【合邦】出演者インタビュー/山森大輔さん

木ノ下歌舞伎『糸井版 摂州合邦辻』が約20ヶ月ぶりに帰ってきました。

2019年の初演から、より進化/深化した増補改訂版に出演してくださるのは、前回から続投となる方々から、本作でキノカブ初登場のニューフェイスまで総勢11名。創作はいったいどんな様子なのか、稽古まっただなかの皆さんを直撃しました。 そもそも歌舞伎や『摂州合邦辻』をどう思っていたか、木ノ下歌舞伎の作りかたに触れた感想、ご自身の役柄について思うこと、上演への意気込み……。
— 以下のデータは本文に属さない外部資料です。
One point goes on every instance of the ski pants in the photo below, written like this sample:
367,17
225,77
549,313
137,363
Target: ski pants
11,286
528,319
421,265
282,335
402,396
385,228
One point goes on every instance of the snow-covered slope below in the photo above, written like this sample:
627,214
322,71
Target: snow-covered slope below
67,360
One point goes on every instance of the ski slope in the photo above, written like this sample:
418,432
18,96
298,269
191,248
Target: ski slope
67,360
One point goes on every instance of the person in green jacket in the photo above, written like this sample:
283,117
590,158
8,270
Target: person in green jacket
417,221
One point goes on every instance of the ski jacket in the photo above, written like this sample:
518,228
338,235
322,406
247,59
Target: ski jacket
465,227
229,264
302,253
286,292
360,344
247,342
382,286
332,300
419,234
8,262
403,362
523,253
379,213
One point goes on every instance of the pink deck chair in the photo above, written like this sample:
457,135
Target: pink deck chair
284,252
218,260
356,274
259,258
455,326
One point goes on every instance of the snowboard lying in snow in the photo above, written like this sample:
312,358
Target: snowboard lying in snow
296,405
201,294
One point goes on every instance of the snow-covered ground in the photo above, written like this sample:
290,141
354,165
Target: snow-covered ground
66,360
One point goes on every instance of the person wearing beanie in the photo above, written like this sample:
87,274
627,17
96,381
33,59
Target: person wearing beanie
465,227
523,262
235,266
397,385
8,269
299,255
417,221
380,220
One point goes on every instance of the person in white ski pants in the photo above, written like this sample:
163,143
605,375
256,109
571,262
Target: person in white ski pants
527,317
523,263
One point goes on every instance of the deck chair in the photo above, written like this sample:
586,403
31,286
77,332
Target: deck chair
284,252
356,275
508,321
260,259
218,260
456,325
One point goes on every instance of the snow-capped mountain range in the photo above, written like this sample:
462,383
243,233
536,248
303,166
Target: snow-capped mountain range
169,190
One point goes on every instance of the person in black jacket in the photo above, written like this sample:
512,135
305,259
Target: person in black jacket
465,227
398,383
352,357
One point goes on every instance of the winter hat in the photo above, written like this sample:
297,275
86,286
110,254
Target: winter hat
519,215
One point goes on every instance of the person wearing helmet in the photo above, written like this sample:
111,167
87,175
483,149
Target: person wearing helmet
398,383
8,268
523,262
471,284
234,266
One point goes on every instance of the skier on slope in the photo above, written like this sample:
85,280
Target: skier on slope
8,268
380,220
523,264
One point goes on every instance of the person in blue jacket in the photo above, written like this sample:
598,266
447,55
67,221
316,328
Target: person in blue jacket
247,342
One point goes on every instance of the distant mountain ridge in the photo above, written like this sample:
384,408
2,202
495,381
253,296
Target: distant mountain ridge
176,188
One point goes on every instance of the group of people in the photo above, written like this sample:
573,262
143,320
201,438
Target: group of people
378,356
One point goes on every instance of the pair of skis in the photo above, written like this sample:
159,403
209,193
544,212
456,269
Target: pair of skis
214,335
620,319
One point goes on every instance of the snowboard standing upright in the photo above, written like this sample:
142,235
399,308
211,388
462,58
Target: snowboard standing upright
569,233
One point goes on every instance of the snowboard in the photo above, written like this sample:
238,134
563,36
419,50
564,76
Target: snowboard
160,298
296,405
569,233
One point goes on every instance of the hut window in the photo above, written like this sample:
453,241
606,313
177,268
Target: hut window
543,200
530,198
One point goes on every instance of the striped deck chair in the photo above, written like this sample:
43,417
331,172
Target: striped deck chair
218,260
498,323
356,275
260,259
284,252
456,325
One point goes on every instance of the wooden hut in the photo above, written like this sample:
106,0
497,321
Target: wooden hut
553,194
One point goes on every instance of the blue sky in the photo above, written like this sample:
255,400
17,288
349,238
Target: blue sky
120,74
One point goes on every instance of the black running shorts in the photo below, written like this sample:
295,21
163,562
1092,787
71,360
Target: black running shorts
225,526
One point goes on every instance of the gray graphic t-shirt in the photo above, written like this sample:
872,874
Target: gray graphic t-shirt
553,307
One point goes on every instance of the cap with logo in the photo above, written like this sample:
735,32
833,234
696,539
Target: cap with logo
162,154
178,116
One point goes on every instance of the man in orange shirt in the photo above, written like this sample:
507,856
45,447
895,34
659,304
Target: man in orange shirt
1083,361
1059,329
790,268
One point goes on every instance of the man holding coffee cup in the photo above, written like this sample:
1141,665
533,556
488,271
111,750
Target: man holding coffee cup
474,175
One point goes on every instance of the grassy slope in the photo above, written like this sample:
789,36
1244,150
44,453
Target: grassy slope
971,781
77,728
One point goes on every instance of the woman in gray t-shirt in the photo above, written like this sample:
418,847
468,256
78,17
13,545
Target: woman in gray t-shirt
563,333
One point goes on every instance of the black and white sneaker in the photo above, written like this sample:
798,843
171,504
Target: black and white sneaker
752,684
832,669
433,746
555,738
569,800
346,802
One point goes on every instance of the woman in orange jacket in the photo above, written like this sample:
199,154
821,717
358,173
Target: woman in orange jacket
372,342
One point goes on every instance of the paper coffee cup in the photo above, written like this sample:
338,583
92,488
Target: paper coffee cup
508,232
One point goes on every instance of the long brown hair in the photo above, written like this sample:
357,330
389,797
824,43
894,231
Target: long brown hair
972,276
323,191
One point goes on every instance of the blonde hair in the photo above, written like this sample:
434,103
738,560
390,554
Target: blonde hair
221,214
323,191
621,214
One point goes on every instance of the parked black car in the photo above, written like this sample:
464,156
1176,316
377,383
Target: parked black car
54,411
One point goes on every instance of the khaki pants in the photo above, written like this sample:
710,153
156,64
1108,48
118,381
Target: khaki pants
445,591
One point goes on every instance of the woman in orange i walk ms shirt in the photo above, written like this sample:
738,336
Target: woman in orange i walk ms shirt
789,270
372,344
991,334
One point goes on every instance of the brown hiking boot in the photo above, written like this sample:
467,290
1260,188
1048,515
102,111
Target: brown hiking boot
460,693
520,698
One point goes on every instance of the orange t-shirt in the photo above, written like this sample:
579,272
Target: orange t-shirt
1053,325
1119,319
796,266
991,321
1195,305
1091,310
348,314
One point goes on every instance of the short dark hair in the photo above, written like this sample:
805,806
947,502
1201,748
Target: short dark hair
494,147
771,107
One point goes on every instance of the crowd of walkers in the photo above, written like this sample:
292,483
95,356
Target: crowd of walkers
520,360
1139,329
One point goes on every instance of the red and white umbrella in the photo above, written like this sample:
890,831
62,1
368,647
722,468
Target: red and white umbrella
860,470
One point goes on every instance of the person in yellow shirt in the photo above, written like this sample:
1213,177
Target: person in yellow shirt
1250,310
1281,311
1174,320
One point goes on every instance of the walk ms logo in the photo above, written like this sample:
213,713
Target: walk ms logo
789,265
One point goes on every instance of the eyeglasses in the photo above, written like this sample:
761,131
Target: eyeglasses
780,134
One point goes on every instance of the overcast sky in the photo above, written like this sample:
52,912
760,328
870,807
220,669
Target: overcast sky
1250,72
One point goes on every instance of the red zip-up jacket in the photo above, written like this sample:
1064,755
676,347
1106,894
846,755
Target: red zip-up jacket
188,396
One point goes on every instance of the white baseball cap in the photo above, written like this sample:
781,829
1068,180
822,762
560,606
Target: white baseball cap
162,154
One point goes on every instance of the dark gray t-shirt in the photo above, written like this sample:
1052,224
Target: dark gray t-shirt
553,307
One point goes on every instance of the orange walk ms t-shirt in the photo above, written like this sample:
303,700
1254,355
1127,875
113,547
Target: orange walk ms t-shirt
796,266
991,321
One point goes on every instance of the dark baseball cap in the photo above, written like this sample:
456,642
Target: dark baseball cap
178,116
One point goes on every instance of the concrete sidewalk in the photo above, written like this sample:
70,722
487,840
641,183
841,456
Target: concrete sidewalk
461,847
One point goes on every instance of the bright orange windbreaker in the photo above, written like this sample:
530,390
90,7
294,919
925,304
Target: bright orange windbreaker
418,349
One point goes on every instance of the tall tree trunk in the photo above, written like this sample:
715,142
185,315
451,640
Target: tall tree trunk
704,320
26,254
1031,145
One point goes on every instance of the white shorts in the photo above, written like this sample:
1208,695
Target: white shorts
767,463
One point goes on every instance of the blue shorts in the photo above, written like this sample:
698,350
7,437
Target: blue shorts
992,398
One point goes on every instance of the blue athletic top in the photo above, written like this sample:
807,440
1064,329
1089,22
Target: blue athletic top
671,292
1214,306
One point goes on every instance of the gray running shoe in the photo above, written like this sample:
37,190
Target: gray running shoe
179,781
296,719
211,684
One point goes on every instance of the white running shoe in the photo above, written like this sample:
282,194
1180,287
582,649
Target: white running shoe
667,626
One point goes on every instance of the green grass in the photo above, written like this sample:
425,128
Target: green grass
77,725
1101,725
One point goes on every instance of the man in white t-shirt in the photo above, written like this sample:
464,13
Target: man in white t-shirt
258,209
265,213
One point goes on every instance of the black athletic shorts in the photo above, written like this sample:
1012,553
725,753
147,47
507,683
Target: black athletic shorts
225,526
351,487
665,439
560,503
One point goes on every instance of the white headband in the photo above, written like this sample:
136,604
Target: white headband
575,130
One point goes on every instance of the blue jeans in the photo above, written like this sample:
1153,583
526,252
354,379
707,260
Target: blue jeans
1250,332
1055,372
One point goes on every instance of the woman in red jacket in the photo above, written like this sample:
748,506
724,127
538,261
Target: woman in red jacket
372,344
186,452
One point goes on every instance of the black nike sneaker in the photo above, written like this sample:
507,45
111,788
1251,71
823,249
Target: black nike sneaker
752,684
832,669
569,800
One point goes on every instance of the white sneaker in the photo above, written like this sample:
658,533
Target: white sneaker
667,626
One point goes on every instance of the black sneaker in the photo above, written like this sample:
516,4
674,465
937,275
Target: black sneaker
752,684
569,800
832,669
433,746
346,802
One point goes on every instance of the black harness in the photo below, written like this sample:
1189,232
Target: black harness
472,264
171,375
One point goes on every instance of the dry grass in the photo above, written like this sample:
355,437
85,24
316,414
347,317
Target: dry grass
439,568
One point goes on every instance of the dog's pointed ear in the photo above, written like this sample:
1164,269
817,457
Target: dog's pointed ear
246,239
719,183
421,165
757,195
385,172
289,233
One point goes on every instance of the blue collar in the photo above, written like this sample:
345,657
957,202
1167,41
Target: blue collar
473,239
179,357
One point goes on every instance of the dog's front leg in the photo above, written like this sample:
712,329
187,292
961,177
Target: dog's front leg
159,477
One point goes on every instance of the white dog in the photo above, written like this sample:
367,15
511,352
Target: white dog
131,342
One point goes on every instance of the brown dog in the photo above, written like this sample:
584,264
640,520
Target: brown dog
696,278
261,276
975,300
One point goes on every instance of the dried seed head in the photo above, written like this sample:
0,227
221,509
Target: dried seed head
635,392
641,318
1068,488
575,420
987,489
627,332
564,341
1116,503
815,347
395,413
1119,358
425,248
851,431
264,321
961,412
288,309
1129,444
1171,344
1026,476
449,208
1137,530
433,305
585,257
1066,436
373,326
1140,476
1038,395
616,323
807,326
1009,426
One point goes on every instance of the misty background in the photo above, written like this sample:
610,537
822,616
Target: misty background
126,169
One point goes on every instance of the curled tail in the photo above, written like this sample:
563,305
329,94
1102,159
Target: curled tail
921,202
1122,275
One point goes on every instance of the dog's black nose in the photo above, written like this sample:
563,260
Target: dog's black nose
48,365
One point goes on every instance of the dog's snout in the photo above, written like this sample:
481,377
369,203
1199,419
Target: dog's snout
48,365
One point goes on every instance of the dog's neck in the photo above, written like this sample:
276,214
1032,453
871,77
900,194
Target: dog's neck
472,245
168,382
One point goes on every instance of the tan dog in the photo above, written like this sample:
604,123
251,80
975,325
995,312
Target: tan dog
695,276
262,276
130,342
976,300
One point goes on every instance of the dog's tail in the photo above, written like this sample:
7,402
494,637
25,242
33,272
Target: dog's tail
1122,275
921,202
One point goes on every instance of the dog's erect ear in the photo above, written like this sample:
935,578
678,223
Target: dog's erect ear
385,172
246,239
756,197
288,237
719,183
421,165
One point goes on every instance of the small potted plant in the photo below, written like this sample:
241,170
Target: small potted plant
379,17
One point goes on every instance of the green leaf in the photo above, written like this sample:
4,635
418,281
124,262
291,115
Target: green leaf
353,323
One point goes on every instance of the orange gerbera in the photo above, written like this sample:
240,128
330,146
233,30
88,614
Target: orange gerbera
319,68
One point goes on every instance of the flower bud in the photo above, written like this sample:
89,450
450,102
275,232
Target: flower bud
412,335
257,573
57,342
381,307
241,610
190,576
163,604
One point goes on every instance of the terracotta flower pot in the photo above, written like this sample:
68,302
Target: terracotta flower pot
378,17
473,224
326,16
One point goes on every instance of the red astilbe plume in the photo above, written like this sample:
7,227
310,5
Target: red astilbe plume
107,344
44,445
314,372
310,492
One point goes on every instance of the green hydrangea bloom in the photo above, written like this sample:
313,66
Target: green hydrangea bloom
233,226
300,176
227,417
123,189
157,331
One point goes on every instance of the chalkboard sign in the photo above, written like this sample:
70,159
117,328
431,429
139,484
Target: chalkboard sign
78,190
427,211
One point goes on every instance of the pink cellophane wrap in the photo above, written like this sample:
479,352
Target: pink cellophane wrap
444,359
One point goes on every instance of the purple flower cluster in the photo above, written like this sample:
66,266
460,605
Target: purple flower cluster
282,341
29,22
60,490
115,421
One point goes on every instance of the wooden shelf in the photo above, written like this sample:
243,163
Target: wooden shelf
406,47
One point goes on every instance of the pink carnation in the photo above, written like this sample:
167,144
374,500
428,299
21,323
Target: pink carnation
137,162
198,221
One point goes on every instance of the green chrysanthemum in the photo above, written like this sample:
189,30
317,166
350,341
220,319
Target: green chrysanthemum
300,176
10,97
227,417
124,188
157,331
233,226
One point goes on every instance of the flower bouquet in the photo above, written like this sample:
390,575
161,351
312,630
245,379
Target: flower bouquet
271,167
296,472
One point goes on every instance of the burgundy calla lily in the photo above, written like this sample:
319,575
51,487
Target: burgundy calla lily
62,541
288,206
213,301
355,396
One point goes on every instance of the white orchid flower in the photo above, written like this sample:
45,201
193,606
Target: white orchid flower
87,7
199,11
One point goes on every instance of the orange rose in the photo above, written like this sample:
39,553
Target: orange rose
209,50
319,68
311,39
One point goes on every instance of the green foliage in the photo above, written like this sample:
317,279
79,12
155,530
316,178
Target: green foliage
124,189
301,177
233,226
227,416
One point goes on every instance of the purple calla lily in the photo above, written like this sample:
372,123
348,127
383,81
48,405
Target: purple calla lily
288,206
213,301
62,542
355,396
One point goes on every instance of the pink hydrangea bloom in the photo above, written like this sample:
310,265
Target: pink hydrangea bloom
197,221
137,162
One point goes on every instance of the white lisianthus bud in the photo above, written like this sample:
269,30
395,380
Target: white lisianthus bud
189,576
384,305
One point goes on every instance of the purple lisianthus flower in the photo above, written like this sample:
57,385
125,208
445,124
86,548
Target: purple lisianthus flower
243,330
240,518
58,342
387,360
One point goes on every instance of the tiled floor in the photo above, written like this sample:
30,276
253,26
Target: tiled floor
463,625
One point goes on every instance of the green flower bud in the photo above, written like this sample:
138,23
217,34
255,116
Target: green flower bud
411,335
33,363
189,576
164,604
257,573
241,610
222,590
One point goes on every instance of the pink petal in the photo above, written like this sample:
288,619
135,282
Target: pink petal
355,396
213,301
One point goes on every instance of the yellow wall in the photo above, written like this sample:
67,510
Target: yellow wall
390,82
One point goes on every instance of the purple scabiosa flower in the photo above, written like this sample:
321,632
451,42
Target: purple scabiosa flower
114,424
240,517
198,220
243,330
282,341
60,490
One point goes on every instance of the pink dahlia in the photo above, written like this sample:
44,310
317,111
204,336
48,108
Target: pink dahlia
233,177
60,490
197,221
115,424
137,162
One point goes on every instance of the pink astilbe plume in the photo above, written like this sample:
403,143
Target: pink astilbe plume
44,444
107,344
『糸井版 摂州合邦辻』を見つめる俳優さんの視点は、作品の世界に私たちを誘う道しるべとなってくれるはずです。


木ノ下歌舞伎との出会いについて教えていただけますか

作品をはじめて観たのが、こまばアゴラ劇場で上演された『黒塚』の再演(2015)だったんですけど、それを機に、僕の演劇観がガラッと変わったんです。とにかく自分の思っていた「演劇」という固定概念が、すごくいい形で壊されて、演劇ってこんなに希望があるんだ、演劇をやっていてよかったなと思いましたね。観る前は「歌舞伎を現代劇化するってこういうことなんだろうな」というイメージが漠然とあったんですが、もっとおしゃれで(笑)内容も入ってくるし、これなら現代人に伝わるんじゃないかなと思ったんです。

関わってからは、歌舞伎と演劇は違うものだと思わなくなりましたし、古典の歌舞伎も観るようになって、それを面白いと思えるようになったんですよ。それも自分の中で嬉しいことですね。

完全コピー稽古についてはいかがでしたか

初めて完コピに挑戦したときは、いま何を言っているか、何が行われているかもわからなかったんです。でも短いシーンを繰り返していくうちに、わかっていくことがあるというか……不思議な感覚なんですけど、今まで僕たちはどこかで(現代演劇の俳優として)「型にとらわれずに演じよう」と思っていた節があるんですね。でも完コピ稽古で、制約がある中で動こうとしたり、台詞を言ったりすると、一つ一つに意味があることに気がついたんです。 初演では外側だけコピーするのに精一杯だったんですが、再演では、より自由に、内面をコピーすることを目指しました。達成できたかはわかりませんが、そういう気持ちで取り組んだつもりです。

『糸井版 摂州合邦辻』[2020] 撮影:東直子 提供:ロームシアター京都

その体験を経て演じる役への変化はありましたか

そうですね。僕の役は高安通俊という、俊徳丸のお父さんなんですが、初演よりもかなり要素が増えた気がします。糸井版の、特に再演版は色んな人への目配りがあって、中心にいる人物以外にも悩みや葛藤、愛があるんです。僕は殿様という立場なので、(息子の)次郎丸とその妾の子のことも、どうしたらよかったんだろうとつい思ってしまうんですが、あの二人に対する目線、愛情みたいなものがどこかに残せたらと思っています。

再演の見どころを教えてください

新曲によって、視点がすごく増えましたし、北尾亘さんの振付にも新しい要素が入ってきて、前の曲の歌のエピソードに出てきたほんのちょっとした人物が、他の曲にも当てはまるような仕掛けがあるんです。僕たちは色々な役をやりますけど、その役としても、どこかの部分がちょっとずつ繋がっているような気もしてきて、新しい発見でした。

この作品には今の僕たちにも通じるものがあって、現代社会の問題などもはらんでいるので、お客様も共感できるんじゃないかなと思います。
時節柄、飲みに行ったりということができない分、いつもよりみんなわかり合おうとしていて、稽古場がとても濃い気がします。その結果が本番に出ると思いますし、それを僕も楽しみにしています。

2020年10月1日稽古場にて収録


山森大輔(ヤマモリ・ダイスケ)

1980年生まれ、東京都出身。松坂世代の40歳。大学を休学し、バックパッカーとしてアジア・ヨーロッパを放浪したのち文学座に所属する。主な出演作に、文学座『メモリアル』、ミナモザ『彼らの敵』、FUKAIPRODUCE羽衣『愛死に』(再演)、シス・カンパニー『かもめ』、開幕ペナントレース『ROMEO and TOILET』、KAAT神奈川芸術劇場プロデュース『オイディプスREXXX』など。木ノ下歌舞伎には2019年『糸井版 摂州合邦辻』で初参加、今回は初演に続いての出演となる。